An Intelligent Person Is One Who Is Constantly Thinking About And Preparing For Death"
O you who believe! What is the matter with you, that when you are asked to march forth in the Cause of Allah, you cling heavily to the earth. Are you pleased with the life of this world rather than the Hereafter. But little is the enjoyment of the life of this world as compared with the Hereafter." (Quran 9:38)


 The Word of Islam ?
 The Most Selfish One-Letter Word "I"
 Avoid It (Surah Al Kahf 18:34)

The Most Satisfying Two-Letter Word "WE" Use It (Surah Al An'am 6:71-72)
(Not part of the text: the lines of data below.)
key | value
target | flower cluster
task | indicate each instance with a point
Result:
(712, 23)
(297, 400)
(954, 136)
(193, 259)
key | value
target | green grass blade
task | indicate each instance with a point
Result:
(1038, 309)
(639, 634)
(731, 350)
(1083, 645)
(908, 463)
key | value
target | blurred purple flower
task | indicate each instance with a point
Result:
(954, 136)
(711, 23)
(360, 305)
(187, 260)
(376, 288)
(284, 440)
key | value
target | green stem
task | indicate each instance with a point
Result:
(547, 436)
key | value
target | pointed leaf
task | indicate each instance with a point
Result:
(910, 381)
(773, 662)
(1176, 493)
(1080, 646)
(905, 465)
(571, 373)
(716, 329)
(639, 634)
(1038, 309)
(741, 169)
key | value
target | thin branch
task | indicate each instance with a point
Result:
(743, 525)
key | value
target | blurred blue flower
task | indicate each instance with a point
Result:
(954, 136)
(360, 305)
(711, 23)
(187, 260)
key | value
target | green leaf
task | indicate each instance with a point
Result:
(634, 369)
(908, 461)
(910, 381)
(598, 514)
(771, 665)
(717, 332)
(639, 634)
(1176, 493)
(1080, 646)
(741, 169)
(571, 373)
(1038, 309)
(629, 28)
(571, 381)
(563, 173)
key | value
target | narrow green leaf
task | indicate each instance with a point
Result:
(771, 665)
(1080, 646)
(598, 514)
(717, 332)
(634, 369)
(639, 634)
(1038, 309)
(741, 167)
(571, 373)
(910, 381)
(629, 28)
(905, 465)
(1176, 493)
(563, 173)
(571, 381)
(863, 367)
The Most Poisonous Three-Letter Word "EGO" Kill It (Surah Al Qasas 28:78)

The Most Used Four-Letter Word "LOVE" Value It (Surah Al Rum 30:21)

The Most Pleasing Five Letter Word "SMILE" Keep It (Surah Al Najm 53:43)
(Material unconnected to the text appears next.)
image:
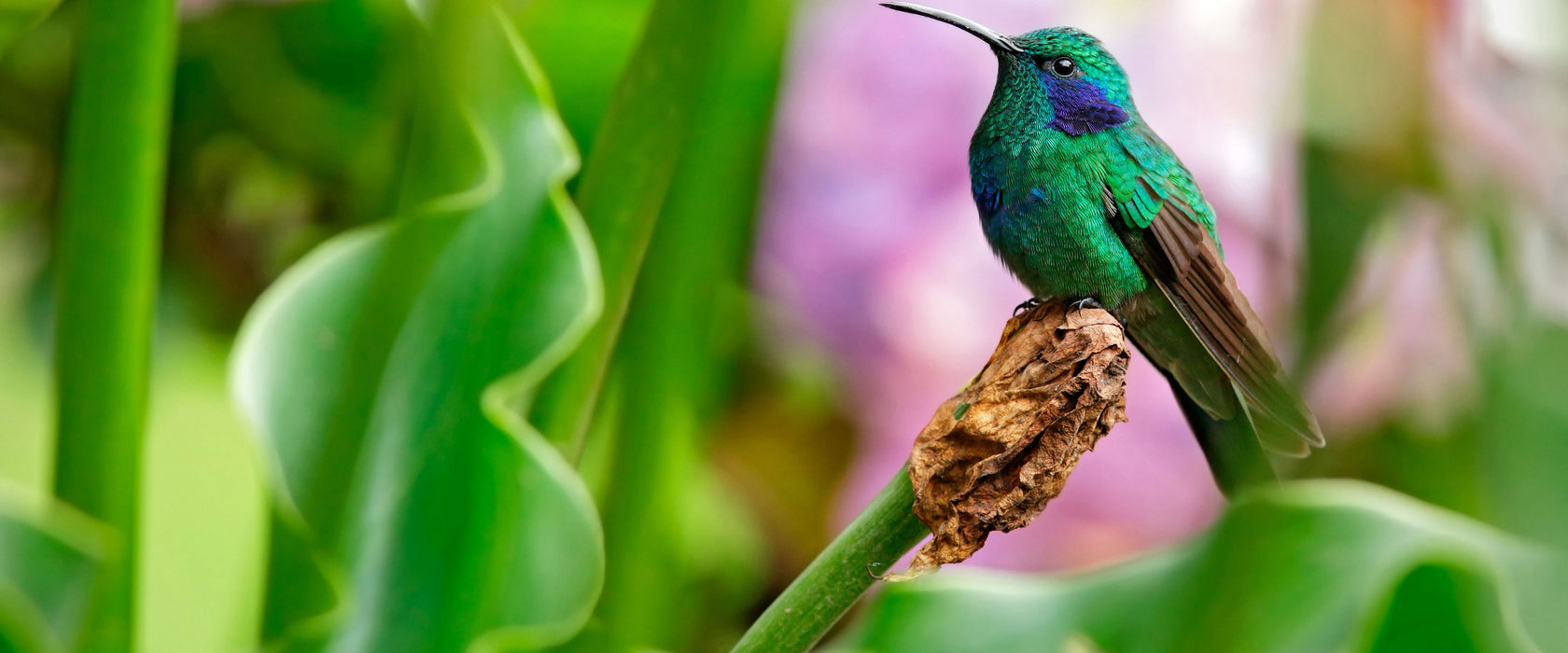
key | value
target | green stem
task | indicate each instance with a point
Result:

The Fastest Spreading Six-Letter Word "RUMOUR" Ignore It (Surah Al Hujurat 49:12)

The Hardest Working Seven Letter Word "SUCCESS" Achieve It (Surah Al Nur 24:37-38)

The Most Enviable Eight-Letter Word "JEALOUSY" Distance It (Surah Yusuf 12:8-9)

The Most Powerful Nine-Letter Word "KNOWLEDGE" Acquire It (of Allah & the Holy Qu'ran) Surah Ya Sin 36:2 
 Surah Yusuf 12:2

 The Most Essential Ten-Letter Word "CONFIDENCE" Trust It (Trust in Allah's Guidance) Surah Yunus 10: 9
 Surah Al Tawbah 9:51

----------


## Endurer

Jazak Allah  :Smile:

----------


## Fairy

Nice sharing muzmuz :givefl;

----------


## INFATUATED

nice sharing...

----------


## Miss_Sweet

Very nice sharing  :Smile:

----------


## RAHEN

jazakAllah khair

----------